Some are quieter than others and it depends on where the machine is and what's on top of it ....


----------



## Dr Steve

The Expobar makes the same noise, but it is variable - dependent on what the machine was doing before you turned it off


----------



## Charliej

You can always put some of the pound shop non slip matting under it or just under the feet this should be enough to isolate it from the worktop and minimise noise from vibration. I had to do this with my grinder when I moved everything to the current bench as it's solid wood with a drawer that runs most of the way underneath the top which was acting as a resonating sound box ( same way an acoustic guitar works) and this stopped it.


----------



## Wobin19

I too used a timer with my Cherub and learned that turning it on before you go to bed and running some water through the group (from cold is fine) seems to pretty much stop the early morning turn on noise.

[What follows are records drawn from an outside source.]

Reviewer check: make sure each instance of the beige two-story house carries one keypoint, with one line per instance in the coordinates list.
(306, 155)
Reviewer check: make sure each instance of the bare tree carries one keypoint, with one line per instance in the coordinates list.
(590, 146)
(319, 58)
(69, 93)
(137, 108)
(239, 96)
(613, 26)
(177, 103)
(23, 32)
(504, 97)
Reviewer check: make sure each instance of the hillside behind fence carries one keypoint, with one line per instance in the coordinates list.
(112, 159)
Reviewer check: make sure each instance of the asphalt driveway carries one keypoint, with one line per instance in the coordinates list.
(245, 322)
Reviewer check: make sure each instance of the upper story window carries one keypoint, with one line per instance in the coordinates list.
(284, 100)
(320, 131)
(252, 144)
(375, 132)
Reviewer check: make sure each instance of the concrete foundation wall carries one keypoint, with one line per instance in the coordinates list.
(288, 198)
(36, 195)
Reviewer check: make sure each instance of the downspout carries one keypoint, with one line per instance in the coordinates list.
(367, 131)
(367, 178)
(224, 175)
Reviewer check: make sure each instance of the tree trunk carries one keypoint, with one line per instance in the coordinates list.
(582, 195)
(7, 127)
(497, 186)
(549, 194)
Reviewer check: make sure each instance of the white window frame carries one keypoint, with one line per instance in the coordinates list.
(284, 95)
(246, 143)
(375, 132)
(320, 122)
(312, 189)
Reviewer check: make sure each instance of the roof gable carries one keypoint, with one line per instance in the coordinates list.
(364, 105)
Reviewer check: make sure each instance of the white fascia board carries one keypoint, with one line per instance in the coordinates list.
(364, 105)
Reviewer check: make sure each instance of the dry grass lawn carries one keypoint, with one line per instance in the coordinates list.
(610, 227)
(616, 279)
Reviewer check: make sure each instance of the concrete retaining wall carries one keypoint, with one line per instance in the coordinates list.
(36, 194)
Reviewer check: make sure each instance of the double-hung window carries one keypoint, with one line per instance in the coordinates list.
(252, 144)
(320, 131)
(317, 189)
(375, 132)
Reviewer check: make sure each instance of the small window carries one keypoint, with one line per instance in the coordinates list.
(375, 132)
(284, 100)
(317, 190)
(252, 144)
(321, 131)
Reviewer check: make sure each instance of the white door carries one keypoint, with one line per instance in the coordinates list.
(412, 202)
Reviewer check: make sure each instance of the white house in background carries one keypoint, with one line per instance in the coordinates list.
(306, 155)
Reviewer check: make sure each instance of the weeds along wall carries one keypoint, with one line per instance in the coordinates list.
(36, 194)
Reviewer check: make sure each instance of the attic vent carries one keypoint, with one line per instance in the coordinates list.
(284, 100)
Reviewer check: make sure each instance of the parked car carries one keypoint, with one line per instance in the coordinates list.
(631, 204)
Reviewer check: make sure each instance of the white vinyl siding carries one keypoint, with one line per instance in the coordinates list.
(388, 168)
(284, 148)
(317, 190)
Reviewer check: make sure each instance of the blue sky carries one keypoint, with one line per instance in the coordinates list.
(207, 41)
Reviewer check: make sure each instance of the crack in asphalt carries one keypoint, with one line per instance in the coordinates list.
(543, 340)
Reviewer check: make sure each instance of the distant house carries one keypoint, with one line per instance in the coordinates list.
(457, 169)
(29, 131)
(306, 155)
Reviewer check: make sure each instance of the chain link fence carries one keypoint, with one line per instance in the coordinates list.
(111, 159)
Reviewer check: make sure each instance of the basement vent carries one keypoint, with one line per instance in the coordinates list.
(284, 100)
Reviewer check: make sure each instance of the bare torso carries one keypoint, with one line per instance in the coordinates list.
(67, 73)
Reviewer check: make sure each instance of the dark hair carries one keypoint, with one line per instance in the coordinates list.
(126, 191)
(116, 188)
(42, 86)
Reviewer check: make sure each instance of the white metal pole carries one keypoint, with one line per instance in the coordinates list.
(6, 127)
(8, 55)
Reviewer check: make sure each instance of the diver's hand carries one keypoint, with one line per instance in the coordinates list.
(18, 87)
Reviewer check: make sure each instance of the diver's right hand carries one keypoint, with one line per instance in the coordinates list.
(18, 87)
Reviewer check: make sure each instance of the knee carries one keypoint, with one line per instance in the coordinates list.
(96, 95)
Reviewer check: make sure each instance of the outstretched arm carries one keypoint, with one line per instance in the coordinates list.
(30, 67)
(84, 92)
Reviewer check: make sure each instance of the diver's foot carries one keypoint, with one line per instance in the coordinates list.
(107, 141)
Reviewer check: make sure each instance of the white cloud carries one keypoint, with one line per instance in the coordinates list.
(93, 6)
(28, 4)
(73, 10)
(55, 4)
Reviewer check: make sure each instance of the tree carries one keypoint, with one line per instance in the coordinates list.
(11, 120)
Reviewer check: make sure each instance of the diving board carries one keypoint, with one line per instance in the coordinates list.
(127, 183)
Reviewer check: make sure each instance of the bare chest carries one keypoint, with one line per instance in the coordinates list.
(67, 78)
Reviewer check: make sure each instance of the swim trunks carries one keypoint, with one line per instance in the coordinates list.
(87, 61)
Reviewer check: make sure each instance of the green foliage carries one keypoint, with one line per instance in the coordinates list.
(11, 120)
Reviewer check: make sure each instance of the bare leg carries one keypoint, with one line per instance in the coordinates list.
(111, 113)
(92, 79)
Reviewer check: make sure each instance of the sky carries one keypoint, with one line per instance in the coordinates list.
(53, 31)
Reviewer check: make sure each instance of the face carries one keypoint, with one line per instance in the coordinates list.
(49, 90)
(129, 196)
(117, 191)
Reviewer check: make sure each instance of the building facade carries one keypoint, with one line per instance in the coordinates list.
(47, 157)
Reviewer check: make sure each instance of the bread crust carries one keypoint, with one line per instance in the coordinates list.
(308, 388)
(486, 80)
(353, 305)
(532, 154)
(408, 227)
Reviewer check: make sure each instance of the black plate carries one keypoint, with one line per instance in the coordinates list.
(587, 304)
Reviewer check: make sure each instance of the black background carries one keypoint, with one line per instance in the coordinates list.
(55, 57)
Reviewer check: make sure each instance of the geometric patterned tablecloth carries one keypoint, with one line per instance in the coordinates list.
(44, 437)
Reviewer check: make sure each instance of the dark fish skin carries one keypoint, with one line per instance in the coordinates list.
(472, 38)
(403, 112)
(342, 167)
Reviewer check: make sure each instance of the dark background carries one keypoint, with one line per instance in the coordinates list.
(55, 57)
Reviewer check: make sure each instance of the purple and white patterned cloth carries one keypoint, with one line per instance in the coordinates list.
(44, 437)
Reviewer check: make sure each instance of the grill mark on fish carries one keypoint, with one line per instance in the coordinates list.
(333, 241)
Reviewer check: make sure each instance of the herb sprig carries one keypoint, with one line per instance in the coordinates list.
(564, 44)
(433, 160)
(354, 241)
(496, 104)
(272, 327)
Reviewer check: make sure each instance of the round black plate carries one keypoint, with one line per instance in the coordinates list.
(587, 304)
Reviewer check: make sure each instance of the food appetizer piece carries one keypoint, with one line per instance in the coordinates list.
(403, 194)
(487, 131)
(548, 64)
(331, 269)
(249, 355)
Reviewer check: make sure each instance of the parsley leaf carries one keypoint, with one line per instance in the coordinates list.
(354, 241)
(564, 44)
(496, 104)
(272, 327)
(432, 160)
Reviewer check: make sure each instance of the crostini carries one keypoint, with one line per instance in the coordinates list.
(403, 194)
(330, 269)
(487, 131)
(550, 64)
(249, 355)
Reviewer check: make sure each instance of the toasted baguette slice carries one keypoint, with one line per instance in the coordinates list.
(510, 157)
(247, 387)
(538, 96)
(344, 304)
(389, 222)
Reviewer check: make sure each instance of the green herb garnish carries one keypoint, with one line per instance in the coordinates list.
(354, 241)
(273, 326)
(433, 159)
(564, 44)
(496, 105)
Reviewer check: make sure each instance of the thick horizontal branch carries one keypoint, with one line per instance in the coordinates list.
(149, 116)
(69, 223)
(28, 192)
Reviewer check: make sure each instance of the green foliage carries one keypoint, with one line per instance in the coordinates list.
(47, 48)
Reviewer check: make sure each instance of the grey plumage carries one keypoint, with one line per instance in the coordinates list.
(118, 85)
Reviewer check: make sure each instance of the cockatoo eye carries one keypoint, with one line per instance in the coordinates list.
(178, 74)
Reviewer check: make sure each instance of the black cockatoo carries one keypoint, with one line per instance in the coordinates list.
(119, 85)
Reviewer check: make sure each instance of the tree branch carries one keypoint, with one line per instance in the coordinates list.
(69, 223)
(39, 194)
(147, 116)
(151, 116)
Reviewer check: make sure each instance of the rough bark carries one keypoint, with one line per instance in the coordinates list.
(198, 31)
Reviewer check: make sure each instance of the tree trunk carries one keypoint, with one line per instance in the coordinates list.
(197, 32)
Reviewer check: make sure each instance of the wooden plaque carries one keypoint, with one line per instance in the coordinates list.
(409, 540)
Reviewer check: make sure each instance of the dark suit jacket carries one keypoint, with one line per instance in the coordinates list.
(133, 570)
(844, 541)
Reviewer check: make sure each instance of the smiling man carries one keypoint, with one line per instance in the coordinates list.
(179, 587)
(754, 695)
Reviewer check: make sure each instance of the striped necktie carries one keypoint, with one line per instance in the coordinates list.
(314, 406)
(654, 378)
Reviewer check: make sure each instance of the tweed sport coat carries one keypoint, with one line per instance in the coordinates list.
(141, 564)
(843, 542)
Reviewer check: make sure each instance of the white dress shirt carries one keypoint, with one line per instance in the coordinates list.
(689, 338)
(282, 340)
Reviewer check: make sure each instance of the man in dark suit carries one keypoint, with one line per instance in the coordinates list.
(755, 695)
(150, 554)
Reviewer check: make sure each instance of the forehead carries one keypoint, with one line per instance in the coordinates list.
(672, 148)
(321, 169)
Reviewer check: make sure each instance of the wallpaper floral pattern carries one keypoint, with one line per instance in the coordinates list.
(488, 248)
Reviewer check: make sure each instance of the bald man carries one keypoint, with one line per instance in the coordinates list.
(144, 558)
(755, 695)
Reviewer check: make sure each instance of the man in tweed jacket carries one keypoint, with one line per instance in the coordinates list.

Give it a go!


----------



## michaelg

Mine went on a seemingly endless autofill at lunchtime today before the pressure gauge went all the way past the stop level and what I presume was the OPV 'popped'. Turned off and on again and seemed back to normal thankfully but not sure what caused it...


----------



## 4515

Charliej said:


> You can always put some of the pound shop non slip matting under it


Is that stuff expensive ?


----------



## Jon V

Wobin19 said:


> I too used a timer with my Cherub and learned that turning it on before you go to bed and running some water through the group (from cold is fine) seems to pretty much stop the early morning turn on noise. Give it a go!


Thanks. I see you've moved on to the Rocket now. Although it's not a machine I'm looking at or in my price range, I'm interested to know what you feel are the main benefits you get from spending the extra?


----------



## Wobin19

Well it's quieter, more consistent and just somehow seems more forgiving. Plus it's very shiny, which counts I reckon!


----------